Parallelism in Workloads

Experiments

In this set of experiments, we quantify the amount of parallelism that exists in our workloads. We determine the optimal speed-up of each workload, assuming that it is given either 1, 2, 4, 8, or 16 workstations. We also determine the slowdown compared to the optimal case that occurs when a FCFS allocation scheme is used.

Workload scripts explicitly denote which jobs may be run in parallel. Our semantics are that all jobs in a parallel group must complete before the next parallel group can begin. Therefore, given an infinite number of processors, we can calculate the run time of the entire script by simply adding together the longest running job in each parallel group.

Optimal Parallelism

To determine the optimal speed-up, we assume that we know the execution time of each application. We use the execution time of the application when it is running sequentially; this is optimistic since the parallel execution may not exploit file cache locality (the results of a flushed file cache are explored in the next section). To determine the total execution time of a script on n processors, we sort in decreasing order the run times of the applications in a parallel group and assign the longest running job as each workstation becomes idle. This ensures that the work is load balanced across processors.

CPU Workload

The three graphs in this section show the speed-up for the CPU Workload with 1, 2, 4, 8, and 16 workstations. (Note that the scale on each graph is different.) All of the applications in the CPU Workload may be done in parallel; no dependencies exist. However, the ability of each workload to take advantage of additional workstations varies widely.

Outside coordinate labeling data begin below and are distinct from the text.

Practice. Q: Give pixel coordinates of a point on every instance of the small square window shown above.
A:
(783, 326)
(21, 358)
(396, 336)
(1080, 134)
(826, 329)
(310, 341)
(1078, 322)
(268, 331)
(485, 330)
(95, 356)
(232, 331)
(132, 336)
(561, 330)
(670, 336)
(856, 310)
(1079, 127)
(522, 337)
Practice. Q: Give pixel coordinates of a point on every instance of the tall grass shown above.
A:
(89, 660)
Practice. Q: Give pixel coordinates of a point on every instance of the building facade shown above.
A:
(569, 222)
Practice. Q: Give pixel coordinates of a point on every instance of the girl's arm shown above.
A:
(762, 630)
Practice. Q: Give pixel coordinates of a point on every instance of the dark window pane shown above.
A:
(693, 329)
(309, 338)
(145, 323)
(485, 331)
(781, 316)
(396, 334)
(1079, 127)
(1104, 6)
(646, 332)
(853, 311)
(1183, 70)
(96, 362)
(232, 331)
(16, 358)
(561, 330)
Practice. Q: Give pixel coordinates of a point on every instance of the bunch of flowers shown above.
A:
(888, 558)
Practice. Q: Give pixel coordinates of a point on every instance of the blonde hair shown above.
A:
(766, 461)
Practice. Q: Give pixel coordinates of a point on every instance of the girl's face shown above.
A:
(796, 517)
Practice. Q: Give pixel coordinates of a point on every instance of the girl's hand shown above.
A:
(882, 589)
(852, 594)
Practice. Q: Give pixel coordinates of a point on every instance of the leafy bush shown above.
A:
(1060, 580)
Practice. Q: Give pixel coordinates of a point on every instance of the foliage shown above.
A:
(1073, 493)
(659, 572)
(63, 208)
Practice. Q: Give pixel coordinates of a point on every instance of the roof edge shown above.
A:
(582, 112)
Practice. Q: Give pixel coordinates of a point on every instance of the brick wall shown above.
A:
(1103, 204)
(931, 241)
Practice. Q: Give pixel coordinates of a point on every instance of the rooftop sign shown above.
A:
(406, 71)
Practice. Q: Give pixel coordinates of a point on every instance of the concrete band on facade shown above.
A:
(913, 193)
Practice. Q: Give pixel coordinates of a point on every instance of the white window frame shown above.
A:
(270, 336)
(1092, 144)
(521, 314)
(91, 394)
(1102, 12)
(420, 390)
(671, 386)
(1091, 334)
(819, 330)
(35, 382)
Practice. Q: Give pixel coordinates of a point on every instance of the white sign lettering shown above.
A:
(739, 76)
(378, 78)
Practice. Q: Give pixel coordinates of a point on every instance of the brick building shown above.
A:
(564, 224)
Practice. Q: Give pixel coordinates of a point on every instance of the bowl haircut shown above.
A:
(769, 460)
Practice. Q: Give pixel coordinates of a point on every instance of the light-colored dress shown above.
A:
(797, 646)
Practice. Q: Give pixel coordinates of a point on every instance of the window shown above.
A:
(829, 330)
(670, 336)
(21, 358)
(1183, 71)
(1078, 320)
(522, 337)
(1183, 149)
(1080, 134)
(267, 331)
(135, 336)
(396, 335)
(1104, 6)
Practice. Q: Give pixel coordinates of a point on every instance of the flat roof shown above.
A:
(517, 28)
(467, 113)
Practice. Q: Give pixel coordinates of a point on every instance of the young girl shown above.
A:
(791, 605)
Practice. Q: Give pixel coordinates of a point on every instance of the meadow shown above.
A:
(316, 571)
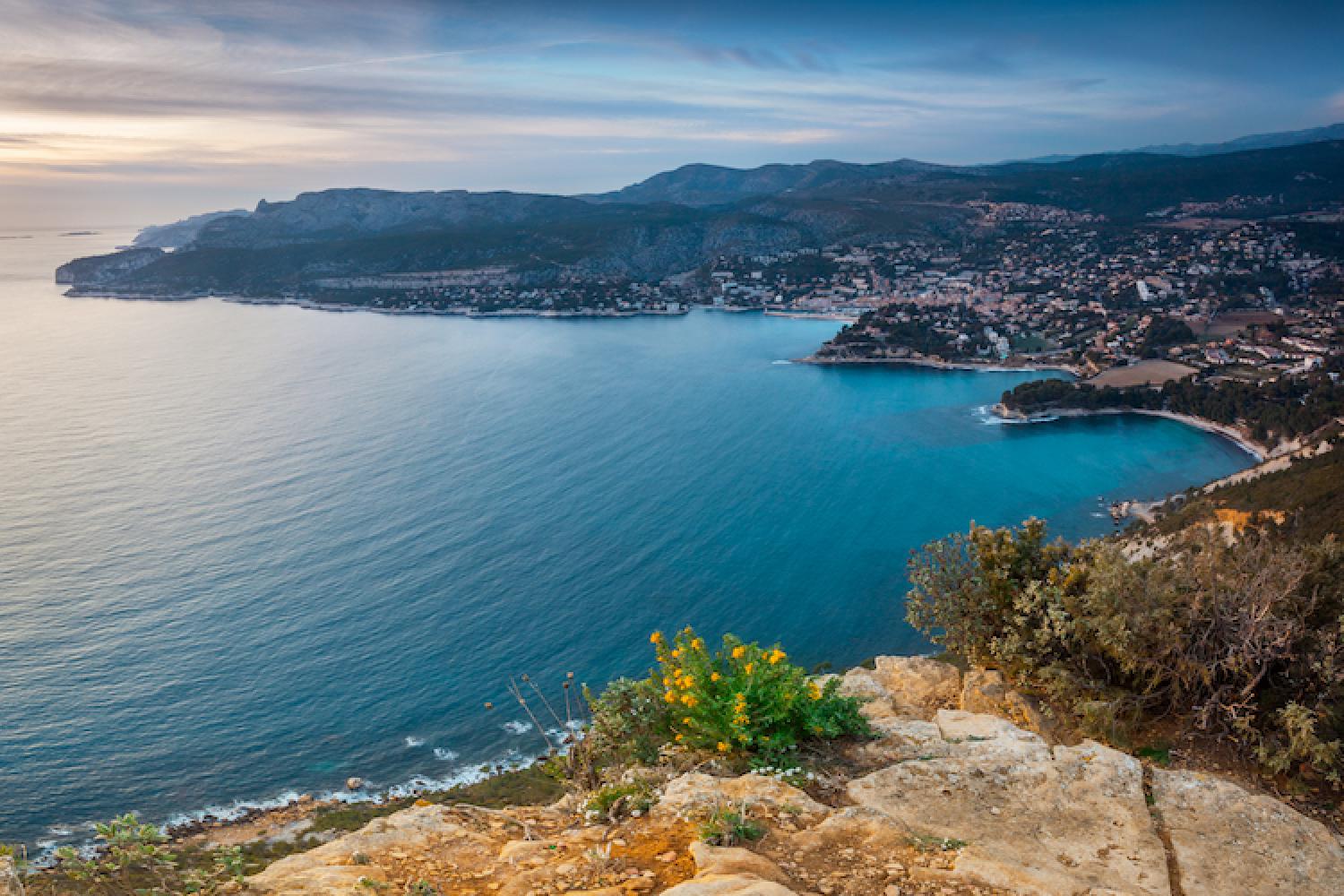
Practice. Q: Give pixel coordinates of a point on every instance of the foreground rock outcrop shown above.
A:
(951, 799)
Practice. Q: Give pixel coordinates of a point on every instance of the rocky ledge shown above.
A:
(962, 793)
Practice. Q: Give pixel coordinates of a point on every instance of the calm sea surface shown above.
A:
(254, 549)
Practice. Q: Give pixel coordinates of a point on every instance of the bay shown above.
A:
(254, 549)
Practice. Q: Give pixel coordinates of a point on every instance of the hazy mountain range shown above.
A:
(676, 220)
(1253, 142)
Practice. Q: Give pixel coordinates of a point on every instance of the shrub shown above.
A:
(744, 699)
(730, 826)
(1242, 640)
(633, 798)
(741, 700)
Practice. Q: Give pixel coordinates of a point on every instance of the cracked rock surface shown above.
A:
(959, 802)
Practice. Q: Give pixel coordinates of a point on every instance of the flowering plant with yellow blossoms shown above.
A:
(746, 699)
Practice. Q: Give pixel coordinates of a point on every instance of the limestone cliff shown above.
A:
(960, 794)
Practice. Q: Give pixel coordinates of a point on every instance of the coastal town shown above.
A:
(1193, 289)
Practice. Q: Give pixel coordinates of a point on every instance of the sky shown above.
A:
(134, 112)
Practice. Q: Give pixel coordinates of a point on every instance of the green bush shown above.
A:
(1242, 640)
(730, 826)
(739, 700)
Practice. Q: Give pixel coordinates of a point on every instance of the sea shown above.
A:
(252, 551)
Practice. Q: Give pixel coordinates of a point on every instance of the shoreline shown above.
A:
(341, 308)
(938, 365)
(1257, 450)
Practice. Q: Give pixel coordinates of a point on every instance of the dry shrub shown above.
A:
(1242, 640)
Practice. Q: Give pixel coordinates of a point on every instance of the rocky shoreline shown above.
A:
(397, 312)
(965, 791)
(984, 367)
(1255, 449)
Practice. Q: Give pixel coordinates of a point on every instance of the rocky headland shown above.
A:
(968, 788)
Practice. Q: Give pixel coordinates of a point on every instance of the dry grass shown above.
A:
(1142, 374)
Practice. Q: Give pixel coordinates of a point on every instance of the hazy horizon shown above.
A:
(144, 112)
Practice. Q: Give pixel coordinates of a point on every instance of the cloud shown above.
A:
(1335, 107)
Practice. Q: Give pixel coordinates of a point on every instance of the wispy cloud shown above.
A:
(454, 93)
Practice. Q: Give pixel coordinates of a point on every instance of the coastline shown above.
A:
(341, 308)
(984, 367)
(1242, 441)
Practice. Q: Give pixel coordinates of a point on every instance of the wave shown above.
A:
(177, 823)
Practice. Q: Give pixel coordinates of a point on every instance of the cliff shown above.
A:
(964, 791)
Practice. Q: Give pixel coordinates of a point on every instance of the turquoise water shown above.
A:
(249, 549)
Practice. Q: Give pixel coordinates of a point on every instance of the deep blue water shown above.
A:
(250, 549)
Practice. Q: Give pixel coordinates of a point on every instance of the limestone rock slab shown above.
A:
(1043, 823)
(1226, 840)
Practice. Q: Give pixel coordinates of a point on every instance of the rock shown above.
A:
(696, 794)
(419, 831)
(526, 852)
(10, 883)
(902, 739)
(918, 685)
(860, 826)
(734, 860)
(728, 885)
(1228, 841)
(986, 691)
(1078, 817)
(970, 734)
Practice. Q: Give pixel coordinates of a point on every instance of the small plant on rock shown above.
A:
(745, 699)
(728, 826)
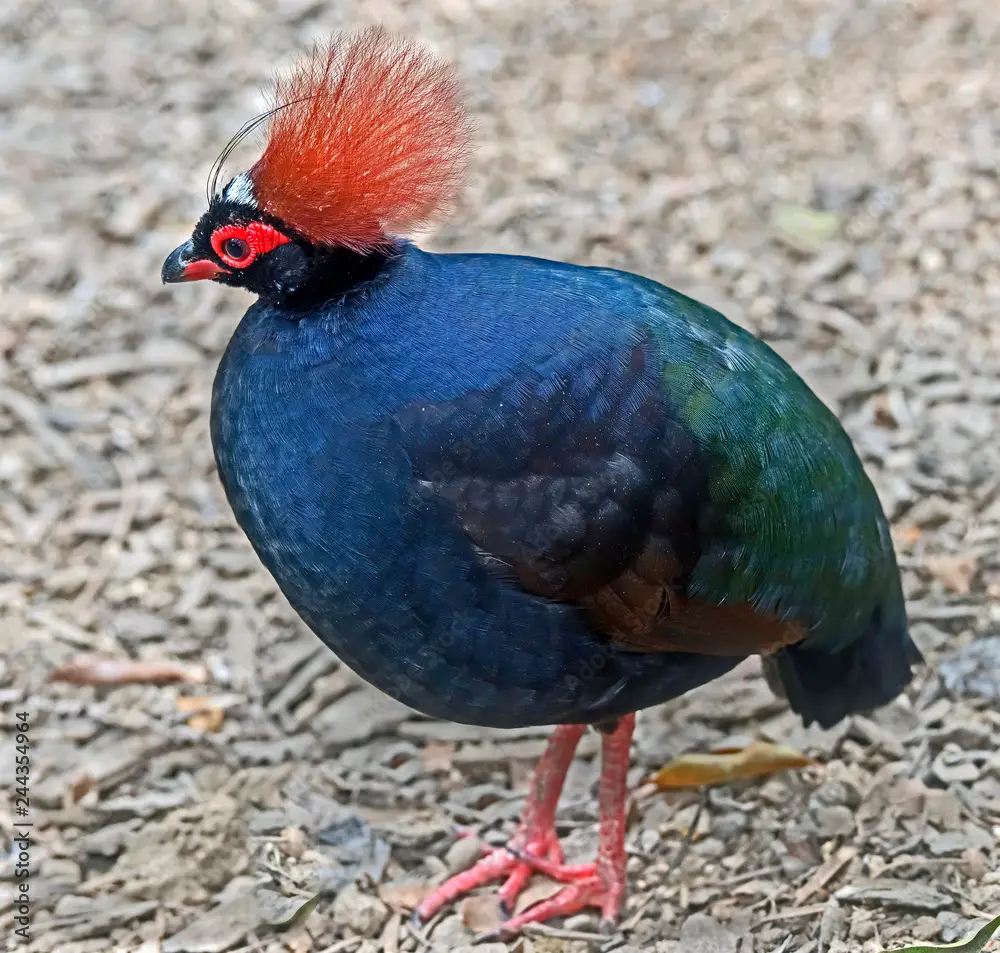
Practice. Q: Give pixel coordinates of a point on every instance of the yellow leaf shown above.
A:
(758, 759)
(973, 944)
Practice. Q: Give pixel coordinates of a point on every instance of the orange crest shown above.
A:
(369, 137)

Many of the workloads (e.g., spice, mdljdp2, hydro2, ear, ora, and swm256) consist of only two or three jobs and in many cases, one of the jobs is significantly longer than the others. Therefore, these workloads can not effectively use more than two workstations, and still see speed-ups of less than 1.5. The other end of the spectrum is exemplified by the workloads in the last graph, tomcatv and doduc. These workloads consist of many job runs, with a sufficient number of short jobs to load balance the system.

I/O Workload

The I/O workload contains less parallelism than the CPU Workload because dependencies exist between many of the applications. The two exceptions are the runs of sim which have no dependencies. In these cases, we see best-case speed-ups of 5 (smaller runs) and 3 (longer runs).

Development Workload

Finally, the development workload is able to take advantage of parallelism when compiling a large number of files. (Note that not all development workloads are shown; we did not explicitly expose the parallelism in the makes for the some of the workloads.)

FCFS Allocation

We also examine the effects of assigning jobs in the order that the user submitted them to the system to workstations. In these graphs, we only look at the CPU Workload.

Clearly, workloads which saw no advantage from optimal parallelism, perform no worse when a less than optimal allocation strategy is used. However, workloads such as su2cor, mdljsp2, mdljdp2, and polmp, which contain between 3 and 6 jobs and saw speedups between 1.5 and 2.5, are sensitive to the allocation strategy when there are only two workstations. This sensitivity occurs because those workloads had large variations in the run times in the order that the user submitted those jobs. As we increase to 4 jobs, the allocation becomes more load-balanced; when as many workstations are available as parallel jobs, the fcfs allocation strategy is identical to the optimal case. The doduc workload is the only workload that sees a difference in performance between the fcfs and the optimal policies with a large number of workstations, due to its very large number of runs.

Conclusions

The amount of parallelism in each workload varies widely; the number of jobs that can be run in parallel vary between 1 and 34 (doduc). However, because of widely varying run times, load balancing the jobs is difficult; speed-ups greater than 6, regardless of the number of available processors, are rare. Since users requesting several processors see diminishing returns, if resources are scarce, then for best overall efficiency, one user should not be able to use many of the workstations.

FCFS is a reasonable allocation strategy in most cases; however, in a few cases, slowdowns near 20% were observed when only two workstations were used. Increasing the number of workstations to four eliminates most differences between the optimal and FCFS allocation.